Cannulae surgery and intracerebral drug administration
Immediately following virus injection, rats were fitted with intracerebral cannulae in the same holes drilled for virus injection (A/P: Bregma +3.2 mm, M/L: 0.5 mm). Three additional holes were drilled and bone screws (Plastics One, 0-80) were fastened in the skull (Bregma – 3.5 mm, 5.0 mm left; Bregma – 1.0 mm, 4.0 mm right; Bregma – 8.0 mm, 6.0 mm right) to securely fix the cannulae in place. The bilateral cannulae (Plastic One, C232I/SPC), which allow for a 1 mm projection ventral to their placement, were positioned 3.4 mm ventral to the skull surface. Dental cement was used to adhere the cannulae to the skull and bone screws. Twenty-two gauge double dummy cannulae (Plastics One, C232DC/spc) were placed in the intracerebral cannulae to prevent the cannulae from closing. An infusion dust cap (Plastics One, 303DC/1) was used to cover the cannulae and fasten the dummy cannulae. Immediately following social defeat, the dummy cannulae were removed and a hydraulic syringe filled with saline was used to inject 1 µL of either saline or infliximab (Remicade ®, Janssen Immunology, 100 ng/2 µL total) in awake rats. Dummy cannulae were replaced and the rats were returned to their homecage.

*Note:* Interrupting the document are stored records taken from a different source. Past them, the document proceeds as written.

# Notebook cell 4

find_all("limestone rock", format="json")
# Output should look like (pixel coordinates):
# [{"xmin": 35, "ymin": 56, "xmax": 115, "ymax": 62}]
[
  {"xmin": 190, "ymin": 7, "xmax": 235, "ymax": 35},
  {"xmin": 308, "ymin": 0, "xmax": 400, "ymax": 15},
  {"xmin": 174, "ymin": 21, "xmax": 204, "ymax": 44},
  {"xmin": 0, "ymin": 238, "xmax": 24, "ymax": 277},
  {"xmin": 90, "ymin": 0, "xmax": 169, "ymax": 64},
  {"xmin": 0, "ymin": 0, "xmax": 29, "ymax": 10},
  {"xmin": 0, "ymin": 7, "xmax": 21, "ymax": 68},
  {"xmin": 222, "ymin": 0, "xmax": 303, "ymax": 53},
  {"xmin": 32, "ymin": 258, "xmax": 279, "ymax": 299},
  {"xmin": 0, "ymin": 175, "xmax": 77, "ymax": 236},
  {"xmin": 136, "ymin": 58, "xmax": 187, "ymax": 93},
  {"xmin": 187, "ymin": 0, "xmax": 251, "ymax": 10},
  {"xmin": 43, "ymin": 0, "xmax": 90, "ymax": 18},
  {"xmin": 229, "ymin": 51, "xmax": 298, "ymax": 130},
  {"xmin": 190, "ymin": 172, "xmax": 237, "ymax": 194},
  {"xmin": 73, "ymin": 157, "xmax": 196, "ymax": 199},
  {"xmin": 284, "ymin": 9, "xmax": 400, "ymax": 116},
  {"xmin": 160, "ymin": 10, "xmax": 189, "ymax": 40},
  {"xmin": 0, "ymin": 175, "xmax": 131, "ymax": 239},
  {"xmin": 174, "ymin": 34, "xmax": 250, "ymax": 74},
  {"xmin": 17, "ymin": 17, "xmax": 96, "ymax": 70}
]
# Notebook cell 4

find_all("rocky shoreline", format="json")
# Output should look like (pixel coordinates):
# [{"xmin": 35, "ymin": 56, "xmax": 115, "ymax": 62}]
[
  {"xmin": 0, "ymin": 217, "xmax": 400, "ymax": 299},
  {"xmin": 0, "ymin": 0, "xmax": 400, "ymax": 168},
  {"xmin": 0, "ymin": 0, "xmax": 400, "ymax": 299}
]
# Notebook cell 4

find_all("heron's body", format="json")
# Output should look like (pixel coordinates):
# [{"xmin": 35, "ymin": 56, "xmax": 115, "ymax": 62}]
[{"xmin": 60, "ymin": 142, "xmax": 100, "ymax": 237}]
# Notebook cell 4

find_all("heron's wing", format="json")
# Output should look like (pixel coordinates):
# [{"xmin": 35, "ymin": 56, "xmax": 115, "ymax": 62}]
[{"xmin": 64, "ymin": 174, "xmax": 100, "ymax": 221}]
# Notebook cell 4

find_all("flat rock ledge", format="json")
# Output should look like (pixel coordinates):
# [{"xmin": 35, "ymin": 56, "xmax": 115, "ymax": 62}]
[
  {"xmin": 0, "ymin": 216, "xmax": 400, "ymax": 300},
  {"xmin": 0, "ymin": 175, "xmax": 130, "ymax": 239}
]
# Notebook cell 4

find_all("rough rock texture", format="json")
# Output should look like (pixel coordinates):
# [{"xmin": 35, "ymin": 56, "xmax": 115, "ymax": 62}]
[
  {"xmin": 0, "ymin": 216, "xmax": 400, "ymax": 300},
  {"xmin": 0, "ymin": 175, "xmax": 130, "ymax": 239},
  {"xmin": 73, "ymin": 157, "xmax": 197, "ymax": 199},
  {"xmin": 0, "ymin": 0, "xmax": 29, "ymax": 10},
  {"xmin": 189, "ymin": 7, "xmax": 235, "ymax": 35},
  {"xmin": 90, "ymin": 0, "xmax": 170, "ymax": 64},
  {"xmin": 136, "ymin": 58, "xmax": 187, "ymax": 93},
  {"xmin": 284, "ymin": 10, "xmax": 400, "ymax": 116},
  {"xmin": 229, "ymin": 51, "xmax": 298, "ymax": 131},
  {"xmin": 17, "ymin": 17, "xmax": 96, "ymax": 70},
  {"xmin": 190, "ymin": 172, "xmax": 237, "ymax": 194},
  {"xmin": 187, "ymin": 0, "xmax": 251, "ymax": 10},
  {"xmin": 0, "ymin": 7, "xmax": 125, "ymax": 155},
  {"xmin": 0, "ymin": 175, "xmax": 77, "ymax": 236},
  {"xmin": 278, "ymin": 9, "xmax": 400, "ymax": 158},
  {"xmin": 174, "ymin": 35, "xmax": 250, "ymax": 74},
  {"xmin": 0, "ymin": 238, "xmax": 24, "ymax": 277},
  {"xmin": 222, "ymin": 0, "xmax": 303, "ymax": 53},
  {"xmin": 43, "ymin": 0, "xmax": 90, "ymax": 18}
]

Animals were placed in an open field black box (70 cm × 70 cm) with an age-matched stimulus rat of the same strain and of a similar size and allowed to interact for 15 min. Time interacting with the stimulus rat was defined by the time the rat was actively investigating the stimulus rat with its snout closer than 3 cm away (approximately the length of the snout of the rat) from the stimulus rat. Each interaction was videotaped and coded for social interaction time by 2 coders who were blind to the experimental conditions.
Porsolt forced swim test
Rats were placed in a glass cylinder filled with 60 cm of water so that their tails could not touch the bottom of the cylinder while floating. Rats underwent a 15 min training phase followed by a 5 min test phase on the following day. The test phase was videotaped and coded for time engaged in immobile, swimming, and climbing behaviors by 2 coders who were blind to the experimental conditions.
Restraint stress paradigm
Rats were restrained for 30 min and returned to their homecage for an additional 30 min prior to sacrifice. Tail blood was taken (~400 µL) at 0 min, again at 15 min and 30 min (during restraint), and at 60 min (during euthanization). Plasma adrenocorticotropic hormone (ACTH) was assayed with a radioimmunoassay kit from MP Biomedical (Orangeburg, NY, USA). The minimum level of detection for ACTH was 5.7 pg/mL.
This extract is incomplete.